For the past 20-plus years, the USDA, universities and seed companies have been conducting research to learn more about BMR corn silage and the effects feeding it has on milk production and dry matter intake (DMI). BMR corn silage consistently offers higher neutral detergent fibre (NDF) digestibility compared to standard corn silage. Optimally fed in early lactation, BMR silage shows significantly higher fat-corrected milk yields and helps maintain DMI throughout the lactation. However, BMR corn silage comes with an agronomic cost of reduced yield per acre, requiring an adequate land base, and a feed efficiency cost to cows in late lactation. 

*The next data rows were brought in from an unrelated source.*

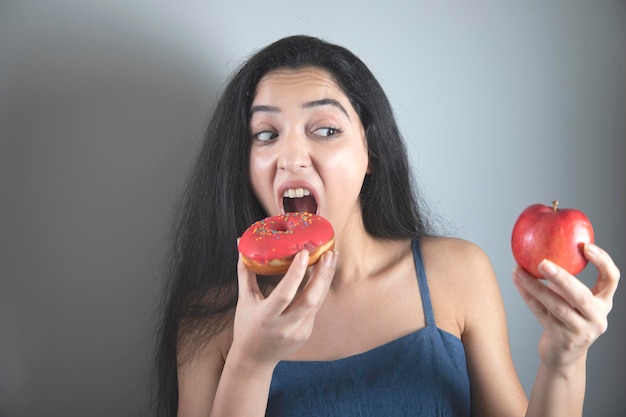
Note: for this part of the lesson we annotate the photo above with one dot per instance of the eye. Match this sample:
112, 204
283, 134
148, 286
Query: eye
265, 135
327, 131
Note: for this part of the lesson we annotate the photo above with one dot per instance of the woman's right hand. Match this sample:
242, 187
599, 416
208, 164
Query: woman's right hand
270, 329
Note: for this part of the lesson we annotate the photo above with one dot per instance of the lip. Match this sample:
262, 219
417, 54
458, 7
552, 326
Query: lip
295, 184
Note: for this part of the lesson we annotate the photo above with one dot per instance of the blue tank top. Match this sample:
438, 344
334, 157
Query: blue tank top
421, 374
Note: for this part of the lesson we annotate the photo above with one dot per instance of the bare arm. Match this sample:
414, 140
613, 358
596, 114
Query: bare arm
573, 317
266, 330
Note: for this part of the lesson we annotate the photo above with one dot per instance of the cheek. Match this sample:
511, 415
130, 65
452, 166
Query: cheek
260, 175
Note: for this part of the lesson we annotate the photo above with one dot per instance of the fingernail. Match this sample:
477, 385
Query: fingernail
329, 259
303, 257
593, 249
548, 268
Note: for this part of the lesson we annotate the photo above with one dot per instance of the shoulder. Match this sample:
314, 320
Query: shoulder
460, 276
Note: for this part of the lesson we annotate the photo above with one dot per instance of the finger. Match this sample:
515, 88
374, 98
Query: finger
248, 284
547, 305
315, 290
608, 273
571, 290
288, 286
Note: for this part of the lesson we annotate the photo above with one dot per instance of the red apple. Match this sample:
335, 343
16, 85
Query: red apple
559, 235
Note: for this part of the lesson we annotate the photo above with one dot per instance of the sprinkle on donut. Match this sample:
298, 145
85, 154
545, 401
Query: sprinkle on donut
269, 245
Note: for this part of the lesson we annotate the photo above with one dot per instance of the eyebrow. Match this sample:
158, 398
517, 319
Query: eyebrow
307, 105
325, 102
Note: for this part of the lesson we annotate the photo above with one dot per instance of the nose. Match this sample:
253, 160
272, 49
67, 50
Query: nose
293, 153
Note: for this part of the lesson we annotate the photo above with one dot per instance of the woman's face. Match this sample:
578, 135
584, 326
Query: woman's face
308, 146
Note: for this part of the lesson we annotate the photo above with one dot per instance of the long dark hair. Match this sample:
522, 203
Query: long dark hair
218, 203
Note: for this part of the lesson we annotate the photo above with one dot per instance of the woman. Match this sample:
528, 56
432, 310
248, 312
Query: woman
394, 321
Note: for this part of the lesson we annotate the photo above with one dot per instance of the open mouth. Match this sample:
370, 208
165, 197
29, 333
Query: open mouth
299, 199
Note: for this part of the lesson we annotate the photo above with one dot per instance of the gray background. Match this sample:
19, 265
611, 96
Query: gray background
103, 104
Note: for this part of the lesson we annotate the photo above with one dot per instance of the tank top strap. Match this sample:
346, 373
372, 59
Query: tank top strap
423, 283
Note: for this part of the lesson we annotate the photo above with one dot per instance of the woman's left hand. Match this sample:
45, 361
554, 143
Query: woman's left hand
573, 316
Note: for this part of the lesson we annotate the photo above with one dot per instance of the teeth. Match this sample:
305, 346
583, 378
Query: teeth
296, 193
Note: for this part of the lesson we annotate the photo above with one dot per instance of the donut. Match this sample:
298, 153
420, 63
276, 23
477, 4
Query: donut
268, 246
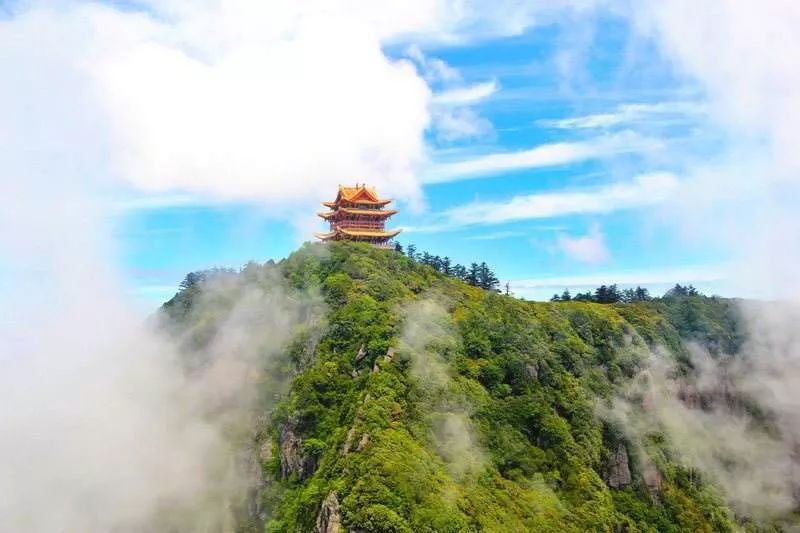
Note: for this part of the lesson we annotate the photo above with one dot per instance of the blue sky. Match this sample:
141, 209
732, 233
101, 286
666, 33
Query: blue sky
631, 92
567, 144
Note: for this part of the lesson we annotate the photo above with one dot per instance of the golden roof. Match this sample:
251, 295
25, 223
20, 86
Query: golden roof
360, 194
358, 233
355, 211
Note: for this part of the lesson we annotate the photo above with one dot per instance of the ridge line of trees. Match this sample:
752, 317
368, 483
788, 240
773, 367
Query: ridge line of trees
477, 274
609, 294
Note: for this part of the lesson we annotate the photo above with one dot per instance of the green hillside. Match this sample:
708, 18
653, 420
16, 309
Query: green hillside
411, 401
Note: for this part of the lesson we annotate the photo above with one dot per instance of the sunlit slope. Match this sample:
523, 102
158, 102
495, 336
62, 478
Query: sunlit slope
414, 402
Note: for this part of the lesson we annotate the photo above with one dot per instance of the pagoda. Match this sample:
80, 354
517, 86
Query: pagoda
358, 214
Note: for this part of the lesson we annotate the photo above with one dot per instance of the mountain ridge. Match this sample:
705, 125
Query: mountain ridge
415, 402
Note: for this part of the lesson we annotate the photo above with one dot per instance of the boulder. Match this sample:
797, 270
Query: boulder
329, 519
618, 472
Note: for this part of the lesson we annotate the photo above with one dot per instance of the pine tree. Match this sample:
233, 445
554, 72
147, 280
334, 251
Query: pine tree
486, 278
473, 275
446, 268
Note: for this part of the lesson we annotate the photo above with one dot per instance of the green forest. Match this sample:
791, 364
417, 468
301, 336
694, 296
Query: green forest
419, 402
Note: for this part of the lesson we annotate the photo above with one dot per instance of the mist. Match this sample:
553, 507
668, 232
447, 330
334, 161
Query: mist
428, 338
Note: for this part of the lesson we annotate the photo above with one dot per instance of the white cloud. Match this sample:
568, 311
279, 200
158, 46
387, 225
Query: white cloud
460, 123
467, 95
745, 56
711, 276
628, 113
545, 155
589, 248
644, 190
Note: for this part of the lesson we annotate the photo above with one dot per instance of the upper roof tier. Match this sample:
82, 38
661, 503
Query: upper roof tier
371, 213
358, 195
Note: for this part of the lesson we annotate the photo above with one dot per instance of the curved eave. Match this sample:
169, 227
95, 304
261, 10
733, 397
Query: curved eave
337, 204
375, 213
367, 233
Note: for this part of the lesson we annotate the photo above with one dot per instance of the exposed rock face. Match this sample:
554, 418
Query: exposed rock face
293, 461
618, 473
389, 355
652, 479
348, 442
329, 519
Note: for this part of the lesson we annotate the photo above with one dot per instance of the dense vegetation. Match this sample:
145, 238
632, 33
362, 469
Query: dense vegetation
477, 275
503, 435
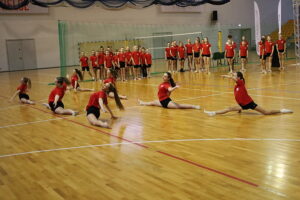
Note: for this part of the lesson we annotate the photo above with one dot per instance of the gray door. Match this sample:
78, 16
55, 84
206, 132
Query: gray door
160, 43
21, 54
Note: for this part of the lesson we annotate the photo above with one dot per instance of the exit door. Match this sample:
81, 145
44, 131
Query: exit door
21, 54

There are several ways to incorporate BMR silage into your herd nutrition program – feed only in the lactation diet, feeding pre-fresh and post-fresh, and feeding only in the transition period. Research points out that the most important diet to include BMR is three to four weeks pre-fresh (transition ration) followed by BMR corn silage in the ration for at least four weeks after calving. The more fragile fibre in BMR will stimulate DMI during periods where the cow is most compromised for intakes. This research also showed that BMR-fed cows maintained a milk yield advantage even after being switched to a more agronomically sound standard corn silage.

There are several factors to consider when rethinking your corn silage planting options by adding or including BMR. You may want to begin by asking yourself these questions:

  1. Do you have the available acres to accommodate the lower-yield BMR silage coupled with increased corn silage intakes? Perhaps changing 20% to 30% of corn silage acres to BMR silage may be a place to start.
  2. Do you have the storage space/options to segregate BMR silage from standard corn silage?
  3. Does your farm have the facilities to group cows that are going to utilize the BMR corn silage to its full potential – transition and high-string cows? 

The decision as to how much BMR to plant and which groups of cows should receive BMR silage has to be made on each individual dairy in cooperation with the cropping team and the nutritionist. Be sure to consider the advantages and drawbacks of BMR silage in a transition cow diet and how they will work in your individual nutrition program.